Hari semakin sore. Langit yang tadinya cerah perlahan tertutup awan gelap. Hembusan angin yang cukup kencang membuat dahan-dahan pohon besar saling bersentuhan, bagaikan menari dalam keheningan. Suara deru mobil berhasil memecah kesunyian di antara jalan desa yang kecil.
Mobil sedan keluaran 90an itu berhenti disalah satu halaman rumah. Sebuah hunian yang terbilang mewah jika dibandingkan dengan rumah warga yang notabennya adalah bangunan sederhana dengan cat yang hampir pudar.
Kalila membuka pintu mobil, mengeluarkan koper dari kendaraan berwarna coklat tua tersebut. Matanya beralih pada rimbunnya pohon besar di halaman luas tersebut. Suara kicauan burung yang sedang beterbangan seolah menyambutnya di tempat ini. Gadis itu tersenyum sekilas lalu bergegas menghampiri rumah besar itu karena angin mulai kasar mengacak-acak rambut panjangnya.
Kalila menghentikan langkahnya. Bola matanya yang sipit mendapati seorang perempuan paruh baya tengah duduk di bangku panjang berbahan rotan. Perempuan itu langsung tersenyum begitu melihat gadis dengan almamater berwarna merah maroon tersebut. Kalila ikut tersenyum. Gadis yang rambutnya selalu diikat asal itu masuk perlahan ke beranda rumah. Perempuan dengan kerudung panjang berwarna krem tersebut bangun dari duduknya. Kalila menghampiri dan langsung mengambil tangan kanan perempuan itu kemudian menempelkannya di dahi.
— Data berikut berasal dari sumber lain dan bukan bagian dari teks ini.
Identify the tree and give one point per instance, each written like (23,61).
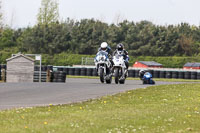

“Assalamualaikum Ibu.” Meskipun tampilan Kalila cuek, namun bersikap sopan nomor satu baginya.
Perempuan paruh baya tersebut masih menampilkan senyum pada wajahnya yang lembut. “Waalaikumsalam. Ini yang namanya siapa ya? Ibu baru lihat sekarang,” tuturnya kemudian.
“Kalila, Bu.” Remaja berpenampilan boyish itu segera memperkenalkan diri. “Iya Bu. Maklum aja soalnya saya baru bisa hari ini datang ke desa.” Ia lanjut menjelaskan alasan kenapa perempuan tersebut merasa baru melihatnya.